The builders' merchant, which operates more than 600 branches, said it expected a continuation of the gradual recovery in its merchanting division while demand at its Wickes DIY business is likely to remain weak.
Underlying profits climbed to £216.7 million in 2010, an increase of 20% on last year, with like-for-like sales up by 22% in January in merchanting, 12% in retail and by 8% at the BSS plumbing supplies business it acquired last year.
Sales in February have slipped but remain in positive territory.
Geoff Cooper, chief executive, said: "The group made excellent progress in 2010, a year in which our organic development strategy, against a background of depressed levels of construction activity, produced a strong financial performance.
The group achieved further market share gains and impressive increases in profits. The group's strategic position and prospects in the UK have been considerably strengthened through the recent completion of the BSS.
"Our three main targets for 2011 are to drive organic growth, drive cash generation and to integrate BSS to get the best out of the acquisition. We have made a strong start to 2011 and consequently we look forward to another year of good progress."

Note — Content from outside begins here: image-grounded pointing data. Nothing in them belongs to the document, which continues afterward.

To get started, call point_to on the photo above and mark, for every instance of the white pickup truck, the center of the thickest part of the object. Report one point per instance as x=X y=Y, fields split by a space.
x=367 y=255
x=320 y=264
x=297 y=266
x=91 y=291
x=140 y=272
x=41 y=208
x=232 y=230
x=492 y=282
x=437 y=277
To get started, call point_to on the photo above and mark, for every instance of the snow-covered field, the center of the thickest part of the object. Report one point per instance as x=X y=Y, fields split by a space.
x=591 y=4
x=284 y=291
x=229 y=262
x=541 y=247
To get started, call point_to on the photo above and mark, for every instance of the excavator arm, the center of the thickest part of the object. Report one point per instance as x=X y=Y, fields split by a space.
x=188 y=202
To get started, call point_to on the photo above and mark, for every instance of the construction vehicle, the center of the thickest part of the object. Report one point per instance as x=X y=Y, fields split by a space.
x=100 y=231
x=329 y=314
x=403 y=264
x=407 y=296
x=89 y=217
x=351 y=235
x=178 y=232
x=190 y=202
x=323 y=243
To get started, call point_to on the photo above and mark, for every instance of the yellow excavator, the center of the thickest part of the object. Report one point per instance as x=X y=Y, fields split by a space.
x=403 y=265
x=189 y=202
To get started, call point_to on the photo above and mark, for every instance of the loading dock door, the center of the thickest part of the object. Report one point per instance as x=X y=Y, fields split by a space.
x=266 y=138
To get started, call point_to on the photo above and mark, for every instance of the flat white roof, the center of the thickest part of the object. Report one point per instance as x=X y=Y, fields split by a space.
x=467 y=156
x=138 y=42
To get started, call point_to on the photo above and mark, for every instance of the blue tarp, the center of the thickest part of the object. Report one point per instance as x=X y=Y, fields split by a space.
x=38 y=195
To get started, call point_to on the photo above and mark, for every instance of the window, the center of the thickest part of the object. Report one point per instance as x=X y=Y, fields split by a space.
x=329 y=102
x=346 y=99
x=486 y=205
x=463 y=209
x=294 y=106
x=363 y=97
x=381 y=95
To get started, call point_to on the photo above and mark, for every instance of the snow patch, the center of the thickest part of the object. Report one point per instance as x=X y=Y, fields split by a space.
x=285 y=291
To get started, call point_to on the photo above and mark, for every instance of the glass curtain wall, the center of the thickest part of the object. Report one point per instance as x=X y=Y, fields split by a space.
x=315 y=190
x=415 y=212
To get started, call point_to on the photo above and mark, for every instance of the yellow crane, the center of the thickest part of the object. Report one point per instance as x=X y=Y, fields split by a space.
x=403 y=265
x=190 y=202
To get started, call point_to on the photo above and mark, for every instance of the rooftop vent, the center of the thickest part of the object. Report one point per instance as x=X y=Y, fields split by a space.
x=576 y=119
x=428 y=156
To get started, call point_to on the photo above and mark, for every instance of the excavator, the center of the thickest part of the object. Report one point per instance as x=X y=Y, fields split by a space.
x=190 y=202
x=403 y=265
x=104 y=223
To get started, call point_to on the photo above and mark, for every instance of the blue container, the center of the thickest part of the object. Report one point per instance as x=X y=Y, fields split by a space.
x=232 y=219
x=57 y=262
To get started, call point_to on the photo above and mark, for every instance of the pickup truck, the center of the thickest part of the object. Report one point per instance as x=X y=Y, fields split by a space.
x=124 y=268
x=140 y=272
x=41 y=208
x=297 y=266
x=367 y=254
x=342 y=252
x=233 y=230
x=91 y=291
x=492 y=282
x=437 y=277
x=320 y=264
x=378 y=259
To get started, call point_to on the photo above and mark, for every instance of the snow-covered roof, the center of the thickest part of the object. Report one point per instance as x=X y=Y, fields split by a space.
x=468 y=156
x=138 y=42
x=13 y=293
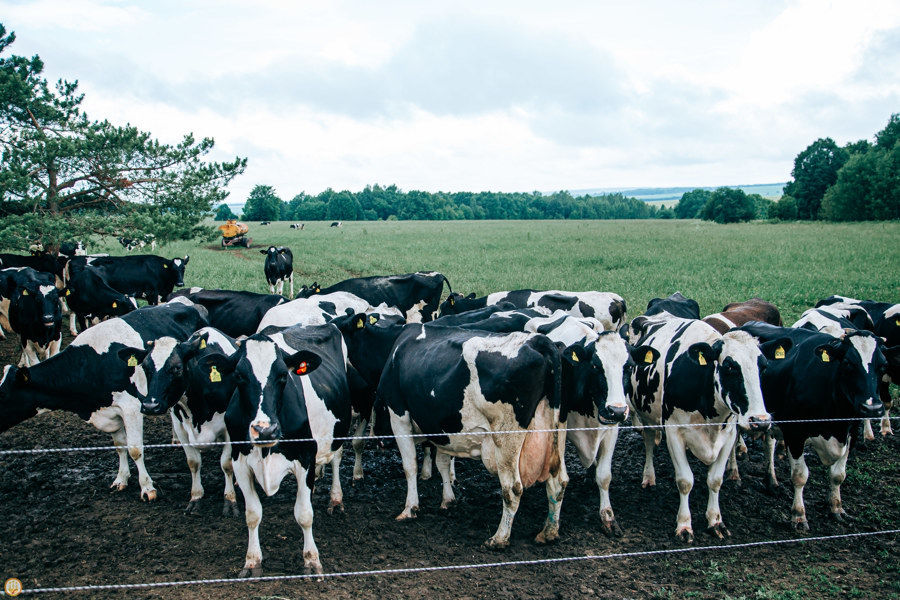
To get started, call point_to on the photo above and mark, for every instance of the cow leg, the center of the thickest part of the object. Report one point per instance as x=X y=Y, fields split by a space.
x=229 y=509
x=303 y=514
x=337 y=493
x=650 y=442
x=402 y=426
x=425 y=473
x=358 y=444
x=134 y=431
x=684 y=479
x=799 y=475
x=194 y=460
x=603 y=476
x=443 y=462
x=714 y=477
x=253 y=516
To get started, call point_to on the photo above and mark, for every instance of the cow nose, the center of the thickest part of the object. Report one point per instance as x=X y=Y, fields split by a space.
x=611 y=415
x=759 y=423
x=871 y=408
x=263 y=432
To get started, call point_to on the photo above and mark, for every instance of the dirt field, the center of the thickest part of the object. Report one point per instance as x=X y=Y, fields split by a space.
x=62 y=527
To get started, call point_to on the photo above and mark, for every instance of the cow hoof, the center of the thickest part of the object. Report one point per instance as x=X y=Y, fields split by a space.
x=494 y=544
x=611 y=529
x=685 y=536
x=230 y=509
x=801 y=525
x=718 y=531
x=250 y=572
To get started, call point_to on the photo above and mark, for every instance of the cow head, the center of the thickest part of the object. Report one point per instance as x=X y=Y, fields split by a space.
x=860 y=361
x=177 y=265
x=601 y=372
x=264 y=376
x=738 y=364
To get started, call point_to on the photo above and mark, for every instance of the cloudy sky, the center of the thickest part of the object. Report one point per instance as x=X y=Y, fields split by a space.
x=496 y=95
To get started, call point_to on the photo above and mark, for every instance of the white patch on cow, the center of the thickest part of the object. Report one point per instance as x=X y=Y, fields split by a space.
x=102 y=335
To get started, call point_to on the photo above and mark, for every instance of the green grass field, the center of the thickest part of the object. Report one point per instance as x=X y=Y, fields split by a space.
x=793 y=265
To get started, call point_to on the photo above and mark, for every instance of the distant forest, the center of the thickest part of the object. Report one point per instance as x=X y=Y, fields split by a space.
x=385 y=203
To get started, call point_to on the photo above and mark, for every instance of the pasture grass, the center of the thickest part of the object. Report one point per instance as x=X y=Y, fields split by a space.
x=791 y=264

Commenting on the outlook, the company cautioned: "Despite starting the year well we expect conditions for the next 12 months to remain difficult. There is considerable gloom in the wider economy, but we do not subscribe to the double-dip theory. The merchanting market fell by over 30% from its peak in 2008 and although activity has picked up a little, from a longer term perspective, activity levels are currently around 20% below their peak. Although we will probably see some turbulence in short term trends, we expect activity levels to continue their gradual recovery. In contrast, we expect the retail market to continue to be soft."
The company concluded: "We are realistic about market prospects, but are positive about the future because we have the strategy, market position, execution skills and scale to respond quickly to market changes and to deliver outstanding service to our customers."